A malfunction in the registrar's website this week left students unable to register for classes and check their final grades for the winter term. Other students were frustrated about being timed out of the system, a lack of data synchronization, and the server's unusual slowness.
According to Alex Henson, director of student and development applications for Network Services and Information Technologies (NSIT), the system's problems were caused by a hardware failure on Monday. Dell provided the hardware.
"The server is supposed to fail over to a redundant server, but in this case the hardware failed," Henson explained.
Molind Desai, a first-year in the College, was unable to register online for classes. "The 'select' button did not work on the site," Desai said. "When I clicked it, nothing happened. I had to go to three classes and talk to professors [about getting into the course]."

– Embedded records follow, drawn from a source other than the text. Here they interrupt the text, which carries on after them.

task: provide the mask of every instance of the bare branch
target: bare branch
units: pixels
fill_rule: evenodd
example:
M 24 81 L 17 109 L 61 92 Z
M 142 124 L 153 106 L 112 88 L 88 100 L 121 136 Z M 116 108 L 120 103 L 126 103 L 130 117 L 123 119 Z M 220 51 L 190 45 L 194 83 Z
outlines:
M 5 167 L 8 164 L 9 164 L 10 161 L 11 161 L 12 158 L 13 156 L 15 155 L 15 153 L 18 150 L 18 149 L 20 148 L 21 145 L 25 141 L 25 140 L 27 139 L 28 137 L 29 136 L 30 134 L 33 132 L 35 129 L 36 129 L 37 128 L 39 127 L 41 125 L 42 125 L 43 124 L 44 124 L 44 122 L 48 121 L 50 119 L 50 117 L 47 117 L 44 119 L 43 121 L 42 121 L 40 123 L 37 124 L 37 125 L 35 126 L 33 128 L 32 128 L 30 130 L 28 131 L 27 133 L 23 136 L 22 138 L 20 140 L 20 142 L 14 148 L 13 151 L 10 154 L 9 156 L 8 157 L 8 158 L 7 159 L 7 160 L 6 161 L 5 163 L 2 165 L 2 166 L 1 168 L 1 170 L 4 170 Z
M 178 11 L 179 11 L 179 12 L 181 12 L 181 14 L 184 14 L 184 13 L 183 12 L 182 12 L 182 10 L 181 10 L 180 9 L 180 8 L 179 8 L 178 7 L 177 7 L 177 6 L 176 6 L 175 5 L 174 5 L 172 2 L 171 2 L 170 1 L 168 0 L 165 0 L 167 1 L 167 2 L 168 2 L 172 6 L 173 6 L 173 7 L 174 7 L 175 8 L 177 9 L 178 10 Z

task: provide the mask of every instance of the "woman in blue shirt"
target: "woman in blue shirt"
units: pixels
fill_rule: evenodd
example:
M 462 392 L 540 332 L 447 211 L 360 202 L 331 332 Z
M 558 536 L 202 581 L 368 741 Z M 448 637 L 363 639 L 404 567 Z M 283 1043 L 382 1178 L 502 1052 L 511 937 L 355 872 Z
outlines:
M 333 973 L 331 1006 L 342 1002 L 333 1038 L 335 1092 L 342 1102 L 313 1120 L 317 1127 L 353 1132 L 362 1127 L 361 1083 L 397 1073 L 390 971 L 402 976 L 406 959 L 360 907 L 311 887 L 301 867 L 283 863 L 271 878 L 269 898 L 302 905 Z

Henson said that the transfer failed as a result of increased usage of the registrar's Web site during a time when increased use is most expected-the first week of the quarter.
The last time a major internet-based system broke down at the University, causing the email system to go offline, was in December during final's week of autumn quarter. Then, the initial slowdown that led to the system being taken offline was also caused mainly by an increase in usage.
Despite the similarity of heavy usage-with a similar rush of email traffic expected during finals week-Henson maintained that the causes of these two occurrences were unrelated.
According to Henson, "this incident was a unique situation," as the second server is designed to be available to handle extra traffic.
The failure of the server to convert this week was caused by a mechanical malfunction in the system, Henson said, referring to a broken drive converter.
On Thursday morning, NSIT was able to activate the redundant server. But, then, the system broke connectivity, Henson said, causing the part of the registrar's site that allows students to change their University address, access their grades, and check immunization records, among other things.
Additionally, the break in connectivity caused problems synchronizing data within the system, which led to errors in accounting for how many spaces would be open in a given course, frustrating many students interested in signing up for a particular class.
Henson said that NSIT does not hold Dell accountable for the failure. "Dell did what they were supposed to. The University has a multitude of service providers and we think that Dell is the best one for this service, " he said.
The hardware is being replaced by Dell at no cost to the University.